Yeah, it's not great. I wrote a harness that calculates it as: 3.61s Load Time, 38.78s Gen Time, 18.38s Audio Len, RTF 2.111.

The Tao Te Ching audiobook came in at 62 mins in length and it ran for 102 mins, which gives an RTF of 1.645.

I do get a warning about flash-attn not being installed, which says that it'll slow down inference. I'm not sure if that feature can be supported on the 1080 and I wasn't up for tinkering to try.

  • An RTF above 1 for just 0.6B parameters suggests the bottleneck isn't the GPU, even on a 1080. The raw compute should be much faster. I'd bet it's mostly CPU overhead or an issue with the serving implementation.

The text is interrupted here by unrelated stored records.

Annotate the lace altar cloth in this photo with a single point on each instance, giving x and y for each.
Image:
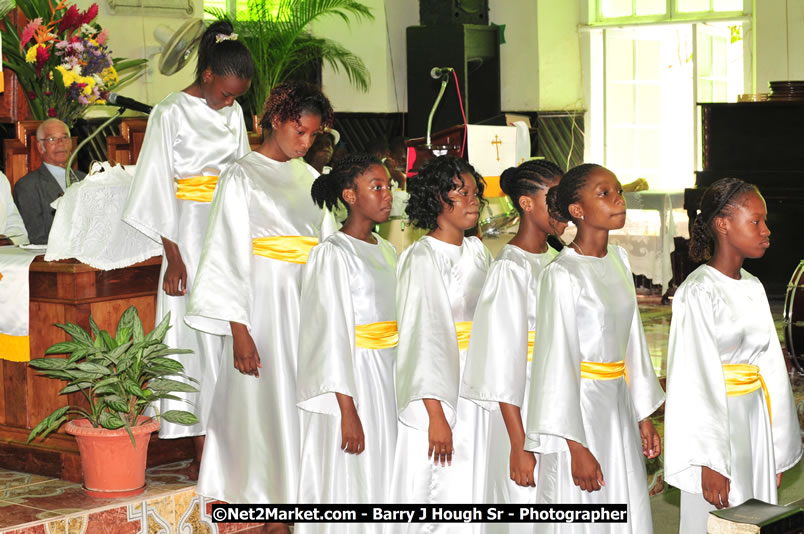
(88, 226)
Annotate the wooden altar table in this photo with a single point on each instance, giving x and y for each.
(69, 291)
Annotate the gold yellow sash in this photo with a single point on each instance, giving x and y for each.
(603, 370)
(492, 188)
(289, 248)
(197, 188)
(464, 330)
(742, 379)
(382, 335)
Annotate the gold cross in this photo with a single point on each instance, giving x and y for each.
(497, 144)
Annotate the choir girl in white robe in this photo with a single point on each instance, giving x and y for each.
(191, 138)
(589, 422)
(731, 427)
(442, 443)
(498, 362)
(345, 380)
(262, 226)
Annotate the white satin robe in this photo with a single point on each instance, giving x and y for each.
(347, 282)
(438, 285)
(185, 137)
(498, 366)
(251, 453)
(587, 311)
(719, 320)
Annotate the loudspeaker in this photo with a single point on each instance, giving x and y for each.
(441, 12)
(474, 52)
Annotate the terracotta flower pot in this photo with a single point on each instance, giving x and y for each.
(112, 465)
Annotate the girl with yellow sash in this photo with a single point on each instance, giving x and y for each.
(192, 137)
(498, 363)
(345, 381)
(443, 438)
(731, 427)
(262, 226)
(592, 382)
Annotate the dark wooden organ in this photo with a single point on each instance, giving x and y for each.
(761, 143)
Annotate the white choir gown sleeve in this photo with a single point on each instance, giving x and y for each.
(152, 207)
(428, 365)
(242, 138)
(696, 415)
(787, 449)
(222, 290)
(497, 361)
(554, 409)
(326, 352)
(643, 385)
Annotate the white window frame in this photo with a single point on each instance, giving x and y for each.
(593, 54)
(671, 14)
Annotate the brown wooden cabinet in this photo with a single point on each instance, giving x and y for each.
(69, 291)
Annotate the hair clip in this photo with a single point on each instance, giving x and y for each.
(223, 37)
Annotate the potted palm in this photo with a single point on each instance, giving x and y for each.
(119, 377)
(276, 33)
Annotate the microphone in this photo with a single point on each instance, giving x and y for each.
(128, 103)
(438, 72)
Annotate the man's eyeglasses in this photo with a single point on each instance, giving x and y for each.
(54, 140)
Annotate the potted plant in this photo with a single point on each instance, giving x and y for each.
(120, 377)
(276, 33)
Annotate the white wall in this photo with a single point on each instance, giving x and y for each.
(779, 33)
(540, 62)
(380, 43)
(131, 36)
(541, 59)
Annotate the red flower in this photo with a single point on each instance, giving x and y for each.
(71, 20)
(89, 14)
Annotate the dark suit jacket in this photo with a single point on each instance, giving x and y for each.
(33, 194)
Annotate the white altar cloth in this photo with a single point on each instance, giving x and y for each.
(88, 226)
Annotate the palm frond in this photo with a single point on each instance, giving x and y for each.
(277, 33)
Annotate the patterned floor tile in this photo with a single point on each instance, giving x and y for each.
(14, 479)
(13, 514)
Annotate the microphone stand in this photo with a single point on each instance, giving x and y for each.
(91, 136)
(444, 82)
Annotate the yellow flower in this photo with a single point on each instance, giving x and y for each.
(109, 76)
(67, 75)
(30, 55)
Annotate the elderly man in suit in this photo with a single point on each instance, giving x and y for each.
(34, 192)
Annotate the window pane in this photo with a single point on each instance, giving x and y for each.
(616, 8)
(728, 5)
(651, 7)
(692, 6)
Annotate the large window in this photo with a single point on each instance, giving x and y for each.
(646, 78)
(607, 11)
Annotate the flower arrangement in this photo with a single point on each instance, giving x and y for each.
(61, 58)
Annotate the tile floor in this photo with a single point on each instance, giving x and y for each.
(33, 504)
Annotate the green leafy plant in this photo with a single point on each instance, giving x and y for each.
(119, 376)
(276, 33)
(61, 57)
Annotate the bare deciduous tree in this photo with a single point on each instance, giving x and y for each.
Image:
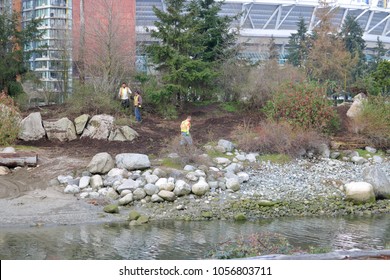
(109, 54)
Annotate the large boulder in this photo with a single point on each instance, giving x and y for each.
(101, 163)
(356, 106)
(377, 178)
(62, 129)
(359, 192)
(182, 188)
(80, 122)
(201, 187)
(132, 161)
(99, 127)
(31, 128)
(226, 145)
(123, 133)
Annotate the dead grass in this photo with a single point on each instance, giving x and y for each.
(278, 138)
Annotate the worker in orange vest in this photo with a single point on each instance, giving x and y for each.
(124, 95)
(185, 126)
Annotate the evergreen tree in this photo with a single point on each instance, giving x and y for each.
(13, 58)
(352, 35)
(378, 52)
(193, 40)
(382, 77)
(328, 60)
(273, 49)
(298, 45)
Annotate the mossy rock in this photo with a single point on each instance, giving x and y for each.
(134, 215)
(111, 208)
(240, 217)
(207, 214)
(266, 203)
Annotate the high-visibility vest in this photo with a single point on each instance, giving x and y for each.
(136, 100)
(185, 126)
(124, 93)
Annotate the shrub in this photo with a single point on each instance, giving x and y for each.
(254, 85)
(86, 100)
(10, 120)
(303, 105)
(374, 120)
(272, 137)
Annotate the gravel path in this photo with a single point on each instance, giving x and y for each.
(304, 179)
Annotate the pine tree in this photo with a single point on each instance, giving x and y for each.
(273, 49)
(352, 35)
(193, 41)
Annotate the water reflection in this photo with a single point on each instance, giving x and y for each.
(185, 240)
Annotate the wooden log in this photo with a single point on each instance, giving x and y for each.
(19, 159)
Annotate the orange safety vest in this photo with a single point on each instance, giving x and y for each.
(185, 126)
(136, 100)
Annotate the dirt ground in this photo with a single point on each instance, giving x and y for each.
(27, 196)
(59, 158)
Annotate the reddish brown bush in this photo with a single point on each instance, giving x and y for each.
(278, 138)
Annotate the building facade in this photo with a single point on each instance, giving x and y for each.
(261, 19)
(51, 57)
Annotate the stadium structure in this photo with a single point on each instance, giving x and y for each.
(262, 19)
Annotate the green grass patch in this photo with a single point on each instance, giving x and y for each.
(276, 158)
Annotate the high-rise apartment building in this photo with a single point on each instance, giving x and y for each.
(51, 56)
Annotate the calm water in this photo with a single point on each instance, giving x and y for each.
(185, 240)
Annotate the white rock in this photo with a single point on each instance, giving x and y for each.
(84, 182)
(167, 195)
(4, 170)
(132, 161)
(201, 187)
(359, 192)
(233, 184)
(151, 179)
(101, 163)
(72, 189)
(8, 150)
(126, 199)
(182, 188)
(156, 198)
(222, 161)
(370, 150)
(243, 177)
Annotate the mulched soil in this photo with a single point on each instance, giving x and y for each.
(208, 123)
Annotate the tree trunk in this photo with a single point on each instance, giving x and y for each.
(18, 159)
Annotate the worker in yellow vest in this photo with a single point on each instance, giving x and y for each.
(185, 126)
(124, 95)
(137, 100)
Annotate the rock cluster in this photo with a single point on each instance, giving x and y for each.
(129, 177)
(84, 126)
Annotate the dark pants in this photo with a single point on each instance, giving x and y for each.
(137, 113)
(125, 103)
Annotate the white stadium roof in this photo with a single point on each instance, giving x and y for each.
(263, 18)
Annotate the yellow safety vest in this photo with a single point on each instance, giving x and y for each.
(136, 100)
(185, 126)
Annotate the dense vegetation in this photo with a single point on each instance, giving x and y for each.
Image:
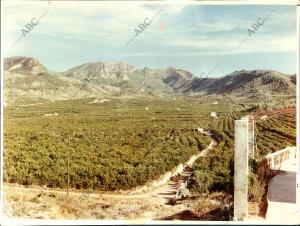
(215, 171)
(123, 143)
(112, 145)
(276, 133)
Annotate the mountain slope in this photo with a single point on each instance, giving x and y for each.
(27, 78)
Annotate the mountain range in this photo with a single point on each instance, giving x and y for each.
(27, 78)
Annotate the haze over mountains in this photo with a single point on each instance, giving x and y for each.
(27, 78)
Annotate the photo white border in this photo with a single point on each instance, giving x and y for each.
(4, 221)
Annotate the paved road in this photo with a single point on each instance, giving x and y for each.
(282, 196)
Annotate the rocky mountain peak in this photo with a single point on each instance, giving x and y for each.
(20, 63)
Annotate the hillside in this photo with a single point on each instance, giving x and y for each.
(27, 78)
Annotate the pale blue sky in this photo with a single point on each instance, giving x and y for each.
(191, 37)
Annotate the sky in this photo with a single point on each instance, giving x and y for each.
(197, 38)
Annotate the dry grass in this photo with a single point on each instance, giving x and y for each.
(29, 204)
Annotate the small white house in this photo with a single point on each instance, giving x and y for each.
(214, 114)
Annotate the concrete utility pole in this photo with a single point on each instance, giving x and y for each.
(68, 175)
(251, 138)
(241, 147)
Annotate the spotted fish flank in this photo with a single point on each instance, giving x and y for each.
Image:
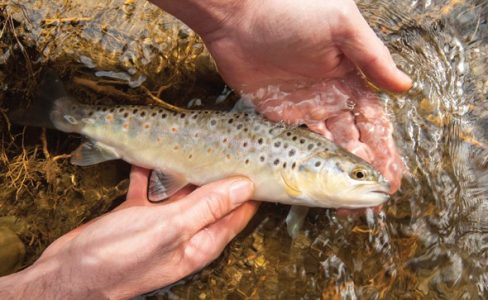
(287, 164)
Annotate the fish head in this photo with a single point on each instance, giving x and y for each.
(340, 180)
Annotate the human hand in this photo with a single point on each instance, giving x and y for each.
(297, 62)
(141, 246)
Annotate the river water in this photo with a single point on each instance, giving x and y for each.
(430, 241)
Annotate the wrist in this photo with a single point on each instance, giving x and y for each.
(206, 16)
(43, 280)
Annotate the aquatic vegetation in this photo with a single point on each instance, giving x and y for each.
(428, 242)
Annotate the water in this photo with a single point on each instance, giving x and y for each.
(430, 241)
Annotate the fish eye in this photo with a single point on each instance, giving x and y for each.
(359, 173)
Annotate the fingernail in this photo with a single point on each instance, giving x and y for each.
(240, 191)
(406, 80)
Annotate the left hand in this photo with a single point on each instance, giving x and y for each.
(141, 246)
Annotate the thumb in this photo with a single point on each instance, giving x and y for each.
(369, 54)
(212, 202)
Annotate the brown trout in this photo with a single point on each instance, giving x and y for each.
(287, 164)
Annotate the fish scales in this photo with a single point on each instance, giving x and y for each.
(287, 164)
(210, 144)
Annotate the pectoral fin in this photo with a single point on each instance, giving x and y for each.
(295, 218)
(91, 153)
(162, 186)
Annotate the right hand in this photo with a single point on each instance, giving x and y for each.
(299, 60)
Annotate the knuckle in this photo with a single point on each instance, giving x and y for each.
(216, 206)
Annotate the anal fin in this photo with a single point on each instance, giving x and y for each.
(91, 153)
(294, 219)
(162, 185)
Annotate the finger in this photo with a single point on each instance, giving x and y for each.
(212, 202)
(207, 244)
(361, 45)
(346, 134)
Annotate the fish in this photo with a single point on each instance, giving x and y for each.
(287, 164)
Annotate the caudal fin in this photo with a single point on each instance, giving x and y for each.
(48, 107)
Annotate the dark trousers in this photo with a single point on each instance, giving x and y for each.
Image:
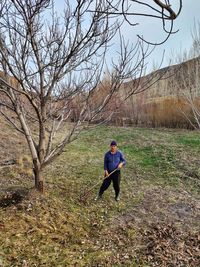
(115, 179)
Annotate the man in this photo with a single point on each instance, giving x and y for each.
(113, 162)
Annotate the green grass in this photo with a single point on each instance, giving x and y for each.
(56, 229)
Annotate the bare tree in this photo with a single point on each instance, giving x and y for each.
(52, 66)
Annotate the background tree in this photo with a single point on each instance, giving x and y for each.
(52, 66)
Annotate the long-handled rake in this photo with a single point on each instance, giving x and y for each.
(85, 195)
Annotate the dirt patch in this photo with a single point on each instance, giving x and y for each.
(12, 197)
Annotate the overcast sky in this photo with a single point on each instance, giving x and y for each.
(178, 42)
(152, 31)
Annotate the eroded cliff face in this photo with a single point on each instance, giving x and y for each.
(168, 102)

  • you can install flash attention, et al, but if you're on windows, afaik, you can't use/run/install "triton kernels", which apparently make audio models scream. Whisper complains every time i start it, and it is pretty slow; so i just batch hundreds of audio files on a machine in the corner with a 3060 instead. technically i could batch them on a CPU, too, since i don't particularly care when they finish.